「中国人客は絶対お断り」のラブホテルも
もっとも、これは一般ホテルに転業して成功した、数少ないケースのひとつにすぎない。
この「ホテルWILL浦和」がうまくいったのは、「高速道路からのアクセスの良さや、朝食つきで1人1泊5000円という格安の料金設定、団体客が宿泊可能な部屋数、大型バスを停められる駐車スペースなどがあったため」と平田氏。すべてのラブホテルがこうした好条件を有しているわけではなく、「改装すれば利用客が増える」とは限らないのだ。
「全国のラブホテルの90%以上が、地方や田舎にあります。ホテルのある場所が交通アクセスの中継地だったり、羽田空港や成田空港に近かったり、観光地だったりする場合は改装して成功する可能性もありますが、何もない場所に一般ホテルを建てたところで、観光客はなかなか来ません」(同)
仮に立地に恵まれていても、中国の旅行会社と提携して団体客を呼び込み、中国語で接客できるスタッフを揃えることは難しい。そもそも、一般ホテルに改装して多くの中国人旅行者を受け入れれば、マナーや習慣の違いなど、さまざまな問題も出てくる。

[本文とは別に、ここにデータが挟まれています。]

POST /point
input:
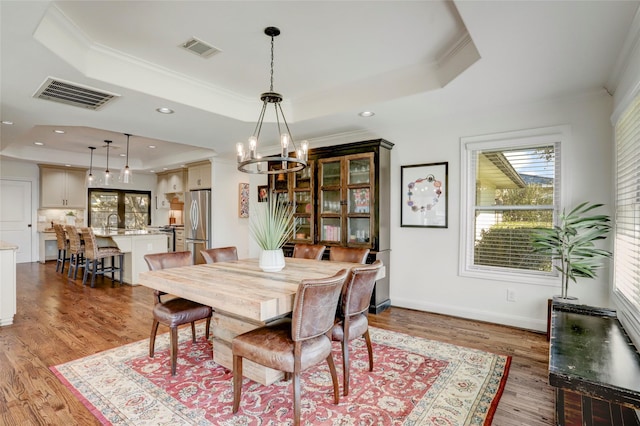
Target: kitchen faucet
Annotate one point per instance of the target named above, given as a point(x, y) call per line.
point(109, 221)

「私が知っているラブホテルには、『中国人客は絶対お断り』というところもあります。中国人旅行者は部屋を汚す上、大騒ぎしてほかの客の迷惑になり、料金トラブルやキャンセルが生じることも珍しくありません。こうしたトラブルや、それに伴うコストがかかるなら、『マナーのいい客だけを宿泊させたい』と考えるホテル事業者も多いのです」(同)
現在の日本のホテル不足は、ラブホテルを一般ホテルに転業させるだけで解決するほど単純な問題ではないのである。政府系金融機関にラブホテルへ融資させることで一般ホテルへの改装を進め、訪日外国人旅行者を倍増させるという政府の計画は、失敗に終わる気配が濃厚といえそうだ。